GRIP AND SWING
One of the earliest and most continuously popular types of golf publication is the instructional book or manual. Golf places such great pressures on individual performance and expertise that golfers have a nearly insatiable need for advice and counsel on the basic mechanics of grip, stance, address, swing, and follow-through.
William Park, Jr., son of the first British Open champion and himself twice the winner of the Open, published the first instructional book. to be written by a golf professional, The Game of Golf (1896). Park's book utilized beautifully detailed illustrations of a golfer in the act of swinging to demonstrate the ideal arc-shaped path of the club. By the 1920s golf instruction books were using stick figures, diagrams and charts, background and foreground grids, half-tone photographs of swings or body details, posed shots of proper or improper positions, and cartoon drawings to make their points. These books appeared as the leading golfers of the day such as Johnny Laidlay, Henry Vardon, and Bobby Jones were rethinking the ideal grip and swing. Some golf authorities, following Vardon's lead, also felt that wearing a jacket or other moderately restrictive clothing helped maintain a good, repetitive pattern while swinging.
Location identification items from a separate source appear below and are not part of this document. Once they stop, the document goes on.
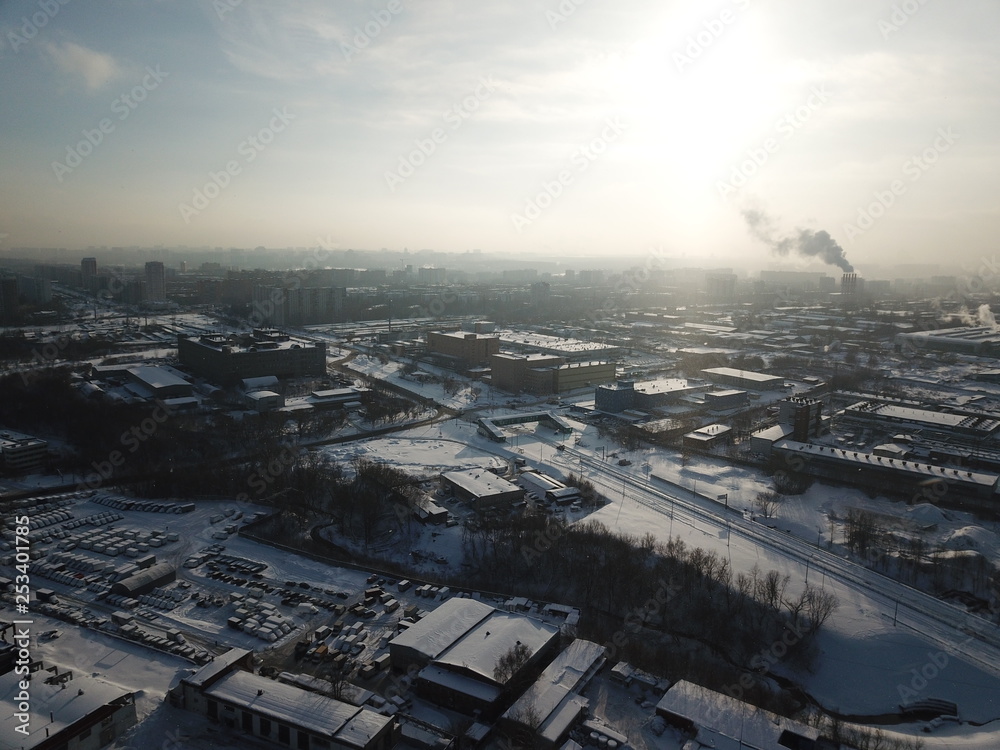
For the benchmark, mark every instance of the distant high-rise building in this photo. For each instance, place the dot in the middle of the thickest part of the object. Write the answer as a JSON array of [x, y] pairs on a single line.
[[9, 303], [88, 270], [156, 282]]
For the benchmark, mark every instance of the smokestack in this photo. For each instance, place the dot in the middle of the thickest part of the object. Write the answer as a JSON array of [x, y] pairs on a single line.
[[804, 242]]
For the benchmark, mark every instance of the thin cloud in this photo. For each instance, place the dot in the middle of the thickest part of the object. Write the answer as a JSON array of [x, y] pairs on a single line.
[[95, 68]]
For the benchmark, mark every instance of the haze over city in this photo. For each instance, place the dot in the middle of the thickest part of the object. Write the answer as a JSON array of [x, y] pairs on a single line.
[[579, 128]]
Just as there have been many varied approaches to grip and swing, publishers of golf books have continued to experiment with new ways of presenting information to their readers. Gene Sarazen's From Tee to Cup by the Four Masters (1937) included pages edged by reproductions of movie film showing swings with different clubs. Robert H. K. Browning in Golf with Seven Clubs (1956) used time-lapse photography to demonstrate the perfect arc swing. Edward Acree, Charles Bassler, and Nevin H. Gibson, among other writers, relied on shoe outlines to indicate the proper placement of feet.
More recently, golf instruction has moved away from a reliance on books alone and found ways to integrate printed text with newer technologies. Instruction books like Robert Winthrop Adams' Timing Your Golf Swing (1957) came with a 45-rpm record to accompany home practice sessions. Jack Nicklaus, among other leading names in golf, entered the lucrative market for instructional videotapes with ventures such as his introduction to Volume One of the Bobby Jones Instructional Series, "The Full Swing." And today, golfers are increasingly turning to electronic sources on golf as current news and information about the game are disseminated on the World Wide Web.